We walked away from the security area and met up with other friends. About a half hour later, I was up on the highest level of the rotunda, sitting to the side with my back against the wall while everyone crowded against the ledges. I broke my fast with water and the half-eaten muffin, which thankfully had been overlooked in the security process. Various officers in uniform walked past me multiple times. When none of them cared about my food, it became clear that this wasn't a security issue. It was just another way to make it more difficult for me to properly exercise my democratic rights.
I noticed that there were a lot more people wearing blue shirts. On the night of the filibuster, there were almost no people wearing blue, whereas now they seemed like a sizable contingent, even though those in orange still outnumbered them. Inside the rotunda, they swayed in prayer while the pro-choice activists protested loudly around them.
We were there for three hours. We wandered through the rotunda, watched some of the proceedings in the overflowing room, where we got to see the "Senate at Ease" while some women chained themselves to the room. The disruption was much more interesting than listening to State Senator Jane Nelson drone on about how she's an expert on fetal pain because she's had five pregnancies.
We left around 11 pm because I simply didn't feel like I could push my body further. I needed food. By the time I got home, the bill -- as expected -- had been passed.
It is more than likely that most of the Muslims who have shown up at the Capitol over the past two weeks were pro-choice. And yet, both times I had gone I had been greeted with fellow pro-choice supporters holding posters about the Sharia and Taliban taking over Texas. At the time being I had tried to ignore the petty metaphors, but the morning after I awoke to an image that baffled me altogether.
It was a picture of a woman dressed in a black burqa with a "Miss Texas" sash around her inside the Capitol. It felt like a slap across the face. I had gone to the Capitol wearing an orange scarf -- not a black burqa -- and was forced to deal with a more intense fast than usual because of my decision to stand for women's rights and health and engage in the democratic process. In return, I was met with a caricature of a "Muslim woman" to protest the GOP's [non-Muslim] oppression.
No matter how orange my scarf was that night, people had managed to conflate the politics of the swaying, praying Christian right with "oppressed" Muslim women swathed in black. Suffice to say, this shallow, knee-jerk polemic both disappointed and infuriated me. Indeed, this atrocious bill has given birth to (no pun intended) a number of facile and unfortunate proclamations about the Muslim world.

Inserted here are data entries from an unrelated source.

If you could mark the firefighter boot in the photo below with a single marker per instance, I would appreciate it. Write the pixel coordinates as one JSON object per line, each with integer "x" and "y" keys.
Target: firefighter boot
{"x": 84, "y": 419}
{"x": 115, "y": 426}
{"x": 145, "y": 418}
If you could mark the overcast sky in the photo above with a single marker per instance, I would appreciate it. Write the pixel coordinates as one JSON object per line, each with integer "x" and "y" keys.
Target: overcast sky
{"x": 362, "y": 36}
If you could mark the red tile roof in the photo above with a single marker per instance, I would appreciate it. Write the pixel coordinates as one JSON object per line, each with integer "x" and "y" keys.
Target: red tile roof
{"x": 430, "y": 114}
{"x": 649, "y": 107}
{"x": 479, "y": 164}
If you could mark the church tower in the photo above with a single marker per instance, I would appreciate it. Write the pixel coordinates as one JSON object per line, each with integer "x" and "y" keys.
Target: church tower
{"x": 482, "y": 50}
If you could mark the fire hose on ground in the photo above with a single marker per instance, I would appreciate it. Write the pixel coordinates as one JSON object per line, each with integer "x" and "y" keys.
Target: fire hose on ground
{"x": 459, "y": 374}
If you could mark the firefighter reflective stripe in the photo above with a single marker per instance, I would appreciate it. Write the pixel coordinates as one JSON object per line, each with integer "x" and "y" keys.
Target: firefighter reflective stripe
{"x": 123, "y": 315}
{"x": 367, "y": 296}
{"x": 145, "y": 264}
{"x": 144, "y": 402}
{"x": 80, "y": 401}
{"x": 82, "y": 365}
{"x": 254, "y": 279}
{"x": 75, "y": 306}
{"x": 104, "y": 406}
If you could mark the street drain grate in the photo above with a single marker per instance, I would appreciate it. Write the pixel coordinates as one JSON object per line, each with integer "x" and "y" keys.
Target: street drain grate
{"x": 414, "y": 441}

As a Muslim and a believer in the right of a woman to make her choices for her own body, I felt that both those in orange and blue -- and all those in between acting as referees -- failed me and other Muslims in many ways, especially in the spirit of solidarity and inclusiveness.
Texas, I sincerely hope you take advantage of the next election and repeal the anti-abortion bill that sets back women's health and rights.
I also sincerely hope that you leave your irrelevant posters and juvenile costumes at home so that the democratic space is a more inclusive one.